The old adage holds true: a person who represents himself/herself in a legal battle has a fool for a client. The same applies to medical malpractice insurance. Unless you want to spend years learning insurance brokering, it is best to consult an expert malpractice broker. The brokers are paid the same commission, which is typically 10% (in some cases 15% to 20%). This is built into the price of the insurance, thus it costs you nothing directly. Also, if you go directly to the insurer, skipping the broker, the insurer will not reduce the premium by the broker commission since it is built into the price. Again, having a broker will not cost you anything.

The challenge is how to find an expert broker in medical malpractice insurance in the California market. You need to find someone who is ethical and will look out for your interests. I wish a prospect for insurance could sit in our office for a week and see how hard all of us work to do the right thing, because there are many competitors who do not.

o Respond to a mailer asking the company for the name and number of their Norcal or Medical Protective representative. Call the company marketing representatives at Norcal and Medical Protective makelaar  to confirm that the company is appointed with both insurers. This is a good indication that the broker does a lot of medical malpractice work and that they have been vetted by these insurers.

Note: I do not mention The Doctors Company (TDC); since they appoint very few agents and those they do appoint are often direct writers (can only place with TDC). So the fact that the agent does not have an appointment with the TDC does not indicate that he/she is not an expert in medical malpractice.
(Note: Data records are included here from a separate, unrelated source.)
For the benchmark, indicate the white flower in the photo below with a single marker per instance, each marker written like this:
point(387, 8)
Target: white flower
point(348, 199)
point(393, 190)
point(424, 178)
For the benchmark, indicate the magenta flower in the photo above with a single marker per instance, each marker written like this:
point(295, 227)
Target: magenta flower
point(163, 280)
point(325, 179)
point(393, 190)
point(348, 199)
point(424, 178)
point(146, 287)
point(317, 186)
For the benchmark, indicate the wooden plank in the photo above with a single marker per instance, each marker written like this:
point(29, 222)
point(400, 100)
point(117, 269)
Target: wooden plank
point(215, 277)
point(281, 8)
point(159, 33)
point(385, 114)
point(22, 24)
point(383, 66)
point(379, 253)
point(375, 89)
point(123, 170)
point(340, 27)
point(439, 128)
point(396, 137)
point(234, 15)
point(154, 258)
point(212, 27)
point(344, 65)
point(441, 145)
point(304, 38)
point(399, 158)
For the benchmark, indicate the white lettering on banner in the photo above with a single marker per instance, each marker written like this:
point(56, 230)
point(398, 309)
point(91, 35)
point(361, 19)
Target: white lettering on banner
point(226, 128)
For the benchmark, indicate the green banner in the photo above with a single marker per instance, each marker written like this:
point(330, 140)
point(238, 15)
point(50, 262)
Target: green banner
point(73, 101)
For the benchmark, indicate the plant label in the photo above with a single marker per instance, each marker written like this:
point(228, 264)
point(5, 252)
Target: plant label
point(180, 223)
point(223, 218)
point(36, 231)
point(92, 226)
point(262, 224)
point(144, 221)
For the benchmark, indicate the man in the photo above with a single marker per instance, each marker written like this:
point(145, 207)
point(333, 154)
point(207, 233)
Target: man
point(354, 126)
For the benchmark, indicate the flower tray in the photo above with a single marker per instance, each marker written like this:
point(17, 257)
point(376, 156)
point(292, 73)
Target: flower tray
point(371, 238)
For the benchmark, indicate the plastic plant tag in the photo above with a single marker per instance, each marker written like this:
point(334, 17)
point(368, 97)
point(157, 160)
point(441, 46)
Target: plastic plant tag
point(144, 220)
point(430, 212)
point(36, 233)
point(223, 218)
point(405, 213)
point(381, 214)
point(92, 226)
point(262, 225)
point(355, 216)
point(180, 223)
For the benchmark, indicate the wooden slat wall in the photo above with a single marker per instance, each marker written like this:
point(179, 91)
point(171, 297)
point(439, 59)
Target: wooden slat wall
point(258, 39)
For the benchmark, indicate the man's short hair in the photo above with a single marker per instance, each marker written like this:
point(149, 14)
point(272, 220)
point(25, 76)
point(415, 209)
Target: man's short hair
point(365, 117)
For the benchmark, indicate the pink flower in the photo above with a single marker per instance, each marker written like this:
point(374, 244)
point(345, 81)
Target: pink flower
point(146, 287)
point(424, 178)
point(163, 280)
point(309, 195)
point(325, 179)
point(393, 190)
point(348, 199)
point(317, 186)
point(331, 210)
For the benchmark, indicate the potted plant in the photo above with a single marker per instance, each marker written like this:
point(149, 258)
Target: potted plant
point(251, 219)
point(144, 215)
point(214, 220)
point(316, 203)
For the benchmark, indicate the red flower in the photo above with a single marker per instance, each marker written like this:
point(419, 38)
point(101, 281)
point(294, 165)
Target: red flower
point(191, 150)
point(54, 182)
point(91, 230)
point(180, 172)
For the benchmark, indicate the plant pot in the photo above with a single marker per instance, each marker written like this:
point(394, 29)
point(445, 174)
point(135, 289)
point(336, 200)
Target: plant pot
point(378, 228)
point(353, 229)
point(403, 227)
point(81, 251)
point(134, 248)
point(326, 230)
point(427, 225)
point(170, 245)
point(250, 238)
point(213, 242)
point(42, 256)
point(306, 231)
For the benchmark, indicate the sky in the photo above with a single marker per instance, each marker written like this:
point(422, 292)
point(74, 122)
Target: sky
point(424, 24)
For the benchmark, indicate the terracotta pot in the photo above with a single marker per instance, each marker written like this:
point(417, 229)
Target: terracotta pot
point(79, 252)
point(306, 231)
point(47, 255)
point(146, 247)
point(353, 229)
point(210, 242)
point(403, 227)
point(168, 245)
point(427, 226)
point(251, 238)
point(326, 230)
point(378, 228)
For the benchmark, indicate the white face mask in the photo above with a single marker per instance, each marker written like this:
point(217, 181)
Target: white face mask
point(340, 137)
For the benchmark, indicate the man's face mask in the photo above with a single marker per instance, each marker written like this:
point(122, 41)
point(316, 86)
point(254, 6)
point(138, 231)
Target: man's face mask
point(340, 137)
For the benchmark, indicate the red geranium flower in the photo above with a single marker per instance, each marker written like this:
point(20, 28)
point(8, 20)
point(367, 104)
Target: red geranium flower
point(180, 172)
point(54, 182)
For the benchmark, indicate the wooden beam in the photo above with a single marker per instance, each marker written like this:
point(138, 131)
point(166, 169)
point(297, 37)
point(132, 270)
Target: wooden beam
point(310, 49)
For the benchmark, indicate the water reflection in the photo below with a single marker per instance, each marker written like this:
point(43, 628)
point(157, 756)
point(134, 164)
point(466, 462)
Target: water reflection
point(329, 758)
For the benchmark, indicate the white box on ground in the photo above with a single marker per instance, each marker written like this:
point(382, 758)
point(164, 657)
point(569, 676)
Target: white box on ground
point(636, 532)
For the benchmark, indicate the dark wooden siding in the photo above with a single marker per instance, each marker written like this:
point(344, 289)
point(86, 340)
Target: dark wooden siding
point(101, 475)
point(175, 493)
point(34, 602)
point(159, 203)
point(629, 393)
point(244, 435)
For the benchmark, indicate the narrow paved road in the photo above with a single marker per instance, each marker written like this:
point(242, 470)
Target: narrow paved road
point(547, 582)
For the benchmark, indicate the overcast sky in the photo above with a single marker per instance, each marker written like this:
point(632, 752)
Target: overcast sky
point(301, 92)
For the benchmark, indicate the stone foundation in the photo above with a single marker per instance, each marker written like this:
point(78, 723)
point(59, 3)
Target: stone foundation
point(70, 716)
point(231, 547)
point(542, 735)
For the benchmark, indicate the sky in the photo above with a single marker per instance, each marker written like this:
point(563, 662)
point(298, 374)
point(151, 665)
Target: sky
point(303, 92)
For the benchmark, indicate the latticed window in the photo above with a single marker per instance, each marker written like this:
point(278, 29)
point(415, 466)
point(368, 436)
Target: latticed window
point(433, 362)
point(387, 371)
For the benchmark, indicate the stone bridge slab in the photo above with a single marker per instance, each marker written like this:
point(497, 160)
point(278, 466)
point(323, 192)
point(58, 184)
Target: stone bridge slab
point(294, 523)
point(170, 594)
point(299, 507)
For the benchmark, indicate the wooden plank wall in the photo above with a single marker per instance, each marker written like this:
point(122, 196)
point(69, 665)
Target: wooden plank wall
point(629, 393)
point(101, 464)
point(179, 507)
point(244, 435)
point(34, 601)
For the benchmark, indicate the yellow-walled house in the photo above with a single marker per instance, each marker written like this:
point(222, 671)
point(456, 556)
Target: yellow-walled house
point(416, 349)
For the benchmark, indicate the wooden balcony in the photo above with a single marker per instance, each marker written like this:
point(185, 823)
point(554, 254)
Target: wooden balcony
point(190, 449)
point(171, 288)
Also, a non appointed broker can give you a TDC quote through an intermediary.

o Once you have spoken with Medical Protective and Norcal, ask the broker how many clients he/she has currently. You want someone with 50 or more clients, which indicates his/her expertise. Then ask for access to a list of all his/her insurers that he/she can go to on your behalf.

How do i know my broker is doing the right thing by me?

o If you are in the standard market (TDC, Norcal and Med Pro), you have the cheapest deals. These standard insurers are the lowest cost insurers and have the best terms, so in most cases there is no reason for the broker to shop for your insurance coverage since you have the best deal. If you are in the non standard insurance market, then your broker should shop for your insurance coverage every year, as well as try to help you re-apply into the standard market with the hope that it will accept you.

o Assuming you are in the expensive, non standard market, you want your broker to go to at least 5 to 8 insurers. You want a list of the responses and quotes if applicable. Also, if you want proof of inquiries, ask for evidence like emails or letters the broker received from the underwriter or intermediary.

o Check all quotes to ensure your specialty is listed and your retro date is included. Sometimes underhanded sales people will sell coverage with no retro date. We had a client who left us for a cheaper deal, which he received as a result of his new broker dropping his retro back to 2004. So any person who was harmed prior to the effective date of his cheaper policy, sues the doctor today, for a past event, the doctor will not be covered.

o Look at the fees that you are charged. Brokers are permitted to charge fees, but they must identify them as a broker fees. Most range from $350 to $500. There is a broker who we have encountered, who charges not only the usual fee, but also numerous other fees calling them processing fees, policy fees et al. Inquire about these fees and if the broker does not give you valid reasons for the charges, find a new broker. This broker received the normal 10% commission plus broker fees disguised as something else, running away with 30%-50% on a deal which is obscene and disgraceful to our profession.

o Watch out for brokers offering Risk Retention Groups (RRG’S). These are deals where you are part of a self insured deal. They will say they have reinsurance and other items of security. But in reality if they run into financial problems they can come back and ask for more money, more than the premium that you paid, and you have to pay as mush as they need. We had a client who joined RRG’s, before coming to us, who went bankrupt and had to pay over $250, 000, including legal fees, to pay what he owed the RRG. If you come across brokers who offer this option and do not tell you the truth about the downside of an RRG – RUN! Buy from a real insurance company where you pay your premiums and that is all you owe.